Wolfgang Gust (9 April 1935 – 9 June 2026) was a German journalist, historian, author and chief of heading for magazine Der Spiegel.

==Life and career==
Wolfgang Gust was born in Hanover on 9 April 1935. He studied Romanistik in Freiburg, Bonn and Toulouse (France) and marketing and management in Hamburg. He worked at Der Spiegel starting in 1965, first as editor of economics and then as a foreign editor. At the beginning of 1970 he went to Paris as chief correspondent, and became deputy foreign editor in 1977. In 1981 he directed the department of books. He was the author of the series on Mountainous Karabagh and the Armenian genocide. After 1993 he became a freelance journalist and author.

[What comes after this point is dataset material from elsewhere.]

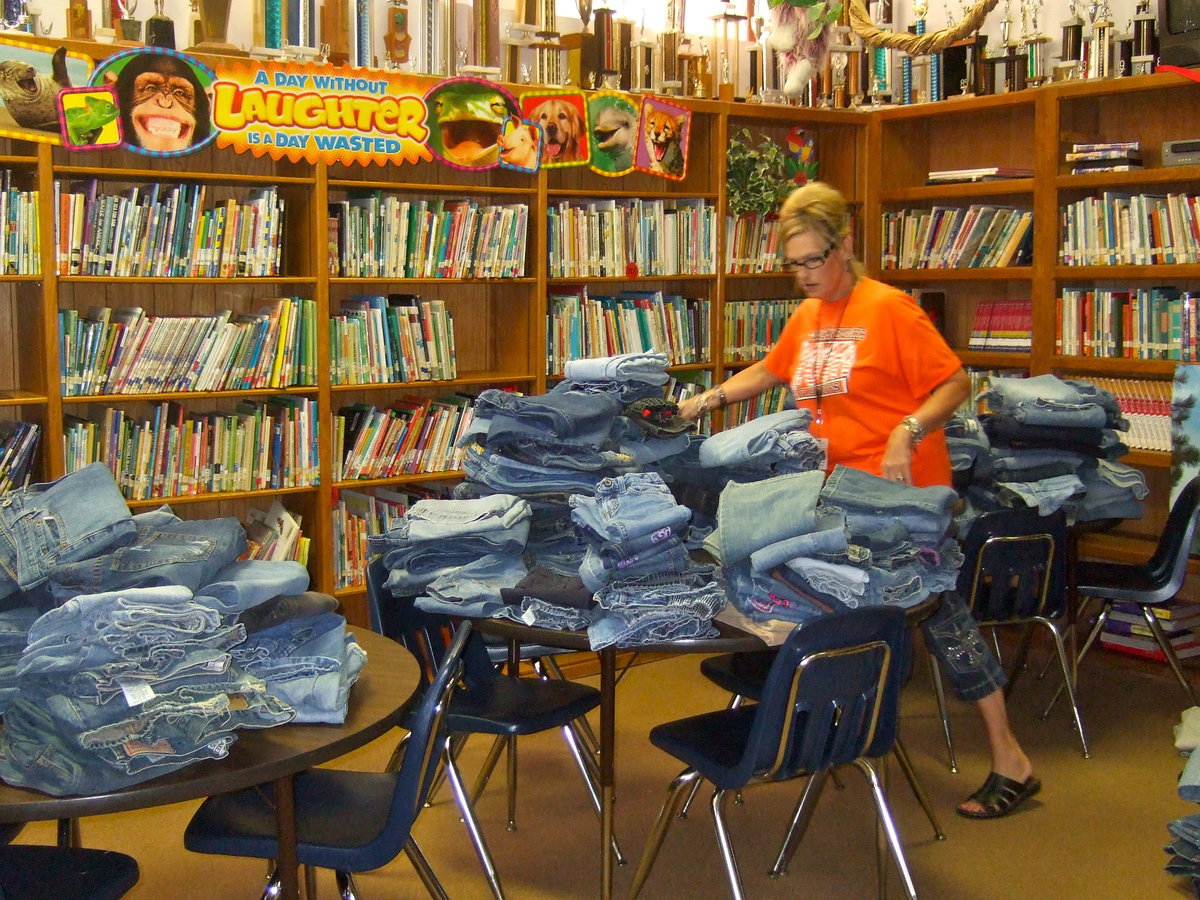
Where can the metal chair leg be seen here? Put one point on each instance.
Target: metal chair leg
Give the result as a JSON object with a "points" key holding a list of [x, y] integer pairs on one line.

He examined the publication by Protestant minister Johannes Lepsius of documents of the German foreign office related to the Armenian genocide and disclosed various omissions and falsifications that covered for German responsibility. He published the wording of the original documents, including English translation, as well as the individual manipulations in armenocide.net in co-operation with his wife in March 2000. Three years later, he published hundreds of further Federal Foreign Office documents in the same portal. In 2005 he published a selection of the most important documents.

Gust received the Garbis Papazian prize, given to support non-Armenians who contribute to the propagation of Armenian causes. He died on 9 June 2026, at the age of 91.

==Works==
- Der Völkermord an den Armeniern: Die Tragödie des ältesten Christenvolks der Welt. Hanser Verlag, 1993, ISBN 3-446-17373-0.
- Das Imperium der Sultane. Eine Geschichte des Osmanischen Reichs. Carl Hanser Verlag, München 1995 ISBN 3-446-17374-9.
- Der Völkermord an den Armeniern 1915/16. Dokumente aus dem Politischen Archiv des deutschen Auswärtigen Amts, Verlag zu Klampen, 2005, ISBN 3-934920-59-4.